Dive Brief:
- Enterprises are leaning on hybrid cloud strategies to accommodate growing AI workloads, a Wednesday report from advisory firm Information Services Group found.
- More than 80% of enterprises are revisiting their cloud plans to better support AI, the report found, citing wishes to strengthen their operational resilience and improve consistency, cut costs and improve performance. Hybrid approaches that are gaining popularity often include a combination of public cloud, private cloud, colocation, edge and sovereign environments, or all of the above, the report found.
- Organizations looking for flexibility and cost-consciousness are redesigning their operating models to meet the demands of AI, Anay Nawathe, ISG cloud delivery lead for the Americas, said in a statement. “Hybrid cloud has become less about where workloads run and more about how enterprises maintain control across increasingly diverse environments,” he said.
Dive Insight:
As enterprise demand for AI compute rises, and executives worry about increasing costs or vendor lock-in, more companies are taking a hybrid cloud approach.

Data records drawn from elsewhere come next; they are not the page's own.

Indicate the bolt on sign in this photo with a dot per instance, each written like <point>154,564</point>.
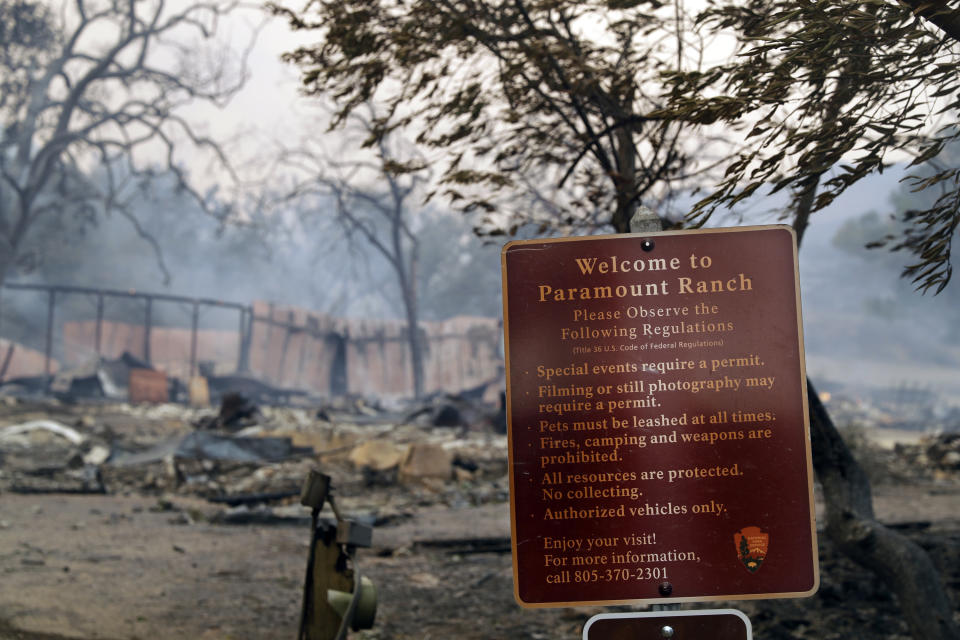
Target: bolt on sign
<point>658,427</point>
<point>715,624</point>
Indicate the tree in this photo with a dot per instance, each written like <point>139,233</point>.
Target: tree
<point>91,99</point>
<point>504,90</point>
<point>371,199</point>
<point>830,92</point>
<point>824,92</point>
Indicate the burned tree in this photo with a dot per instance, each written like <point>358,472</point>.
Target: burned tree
<point>505,91</point>
<point>91,107</point>
<point>371,199</point>
<point>826,93</point>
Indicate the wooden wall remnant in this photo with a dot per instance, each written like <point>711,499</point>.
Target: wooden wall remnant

Preparing to expand AI use is one of the central reasons to change cloud strategies, ISG’s report found. Enterprises are investing in GPU-enabled architectures, distributed data platforms and hybrid AI operating models while adopting AI platforms.
Organizations are seeking unified platforms that combine observability, automation and financial management into one operating framework, the report found. Performance and cost management were also high priorities for enterprises seeking hybrid cloud environments.
Vendors in the sprawling cloud market have quickly moved to address the growing needs for AI-ready compute. Neocloud providers, which offer AI-optimized infrastructure, will earn 20% of the $267 billion AI cloud market by 2030, a recent Gartner study found. Apple opened up access to private cloud compute in June, while Blackstone and Google launched a compute-as-a-service offering in May.
Increasing AI workloads and GPU-intensive infrastructure is driving up demand for cost transparency and optimization across private cloud, Kubernetes, edge and sovereign cloud environments, the report found.
Sovereignty is a major factor behind diversifying cloud offerings, the report said, as enterprises want more control over infrastructure, data residency and AI governance for their long-term AI plans.
“The most effective hybrid platforms no longer treat operations, cyber recovery and cost management as separate disciplines,” said Shashank Rajmane, ISG principal analyst and lead author of the report, in press release about the report. “Enterprises increasingly expect providers to unify these capabilities, improving business continuity and long-term performance.”